Derrière sa viralité grotesque et ses punchlines scabreuses, Pound Town est bien plus qu'un énième single trap outrancier, c'est une œuvre profondément subversive, au croisement du rire, du sexe et de la classe.
Sexyy Red y performe une subjectivité prolétarienne et féminine, non éduquée, non conforme, non respectable. En refusant les codes de la séduction bourgeoise, elle sabote le male gaze par saturation. Le monde patriarcal et ses normes sont mis à nu et tournés en dérision. "J'ai la chatte rose et le trou du cul brun", une formule devenue virale parce qu'elle dérange et casse l'imaginaire lisse du désir. Cette prise de parole s'inscrit dans un espace de contestation radicale de l'invisibilisation historique des femmes noires. Ces dernières sont historiquement perçues comme dépourvues de sexualité respectable, souvent hypersexualisées par les regards masculins blancs et noirs, mais privées du droit d'énoncer leur propre désir.
L'homme est ici décentré, ravalé à un rôle d'auxiliaire corporel ou économique, dans un monde où les désirs des femmes pauvres, noires et indisciplinées ne sont jamais censés compter. Le vers "Où sont les mecs ? Je cherche les meufs" en dit plus long qu’il n’y paraît. Elle commence par mimer l'attente habituelle de toute soirée hétérosexuelle, puis elle déplace immédiatement l'intérêt vers les filles. C'est un décentrage du regard. Ce qui l'attire, ce sont les femmes comme présence collective, comme partenaires de fête, de performance, de visibilité. La scène devient alors un espace de camaraderie féminine autant que de puissance corporelle partagée.
Ce geste de subversion est aussi rendu possible par l'esthétique minimale et martiale de Tay Keith. Sa production, brute, répétitive, presque fonctionnelle, ne cherche pas à enjoliver le propos mais l’encadre, le propulse. Le beat agit comme un décor bétonné, sans affect ni sensualité gratuite, qui laisse toute la place au texte et à la performance vocale de Sexyy Red. En ce sens, la prod se fait complice en assurant le terrain d’un retournement du pouvoir sonore, où ce sont les mots crus, l’humour et l’arrogance qui dictent le tempo.

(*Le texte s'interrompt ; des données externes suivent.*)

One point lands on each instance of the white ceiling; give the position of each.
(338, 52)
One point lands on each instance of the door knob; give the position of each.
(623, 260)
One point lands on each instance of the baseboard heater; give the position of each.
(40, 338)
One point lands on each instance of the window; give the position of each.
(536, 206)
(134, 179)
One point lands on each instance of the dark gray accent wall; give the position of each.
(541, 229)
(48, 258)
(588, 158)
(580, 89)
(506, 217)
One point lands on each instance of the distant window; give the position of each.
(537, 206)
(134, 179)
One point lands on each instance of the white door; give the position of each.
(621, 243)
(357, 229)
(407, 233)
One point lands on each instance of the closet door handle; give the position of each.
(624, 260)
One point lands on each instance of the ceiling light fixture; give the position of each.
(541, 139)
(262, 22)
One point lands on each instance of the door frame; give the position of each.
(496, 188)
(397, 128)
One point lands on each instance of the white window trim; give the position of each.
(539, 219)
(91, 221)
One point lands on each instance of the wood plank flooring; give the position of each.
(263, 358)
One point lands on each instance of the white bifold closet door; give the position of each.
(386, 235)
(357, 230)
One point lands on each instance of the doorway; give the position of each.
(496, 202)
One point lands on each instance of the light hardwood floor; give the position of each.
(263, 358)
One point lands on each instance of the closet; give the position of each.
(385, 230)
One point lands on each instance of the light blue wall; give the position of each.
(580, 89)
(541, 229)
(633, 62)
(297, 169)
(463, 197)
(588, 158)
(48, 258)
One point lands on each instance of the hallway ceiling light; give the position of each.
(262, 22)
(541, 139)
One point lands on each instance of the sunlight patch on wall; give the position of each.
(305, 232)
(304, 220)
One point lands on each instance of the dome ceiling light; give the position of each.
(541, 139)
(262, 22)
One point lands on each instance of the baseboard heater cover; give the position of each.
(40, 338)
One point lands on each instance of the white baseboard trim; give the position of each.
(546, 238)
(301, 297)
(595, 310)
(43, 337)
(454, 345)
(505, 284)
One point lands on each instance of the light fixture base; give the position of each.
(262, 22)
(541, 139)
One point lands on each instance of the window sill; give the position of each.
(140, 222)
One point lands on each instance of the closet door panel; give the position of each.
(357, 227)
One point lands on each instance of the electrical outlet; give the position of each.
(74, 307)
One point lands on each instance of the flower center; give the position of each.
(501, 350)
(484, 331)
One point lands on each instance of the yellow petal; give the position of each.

Pound Town parasite le patriarcat de l'intérieur, en exagérant ses codes jusqu'au ridicule, en plaçant la voix d’une femme noire, vulgaire et fière au centre du dispositif. C'est une irruption joyeuse et obscène dans un champ culturel qui tolère mal la parole des corps féminins populaires. Comme le montre bell hooks dans Ne suis-je pas une femme ?, ce n’est pas seulement la sexualité des femmes noires qui fait scandale dans l'imaginaire dominant, mais également leur capacité à la revendiquer elles-mêmes, à en parler avec leurs mots, à troubler les assignations raciales et genrées qui les enfermaient dans le silence ou la caricature. Si cette chanson fait rire, choque ou fait danser, c'est donc bien parce qu'elle parle depuis un lieu que le capitalisme, la suprématie blanche et le patriarcat voudraient taire, et elle le fait très fort.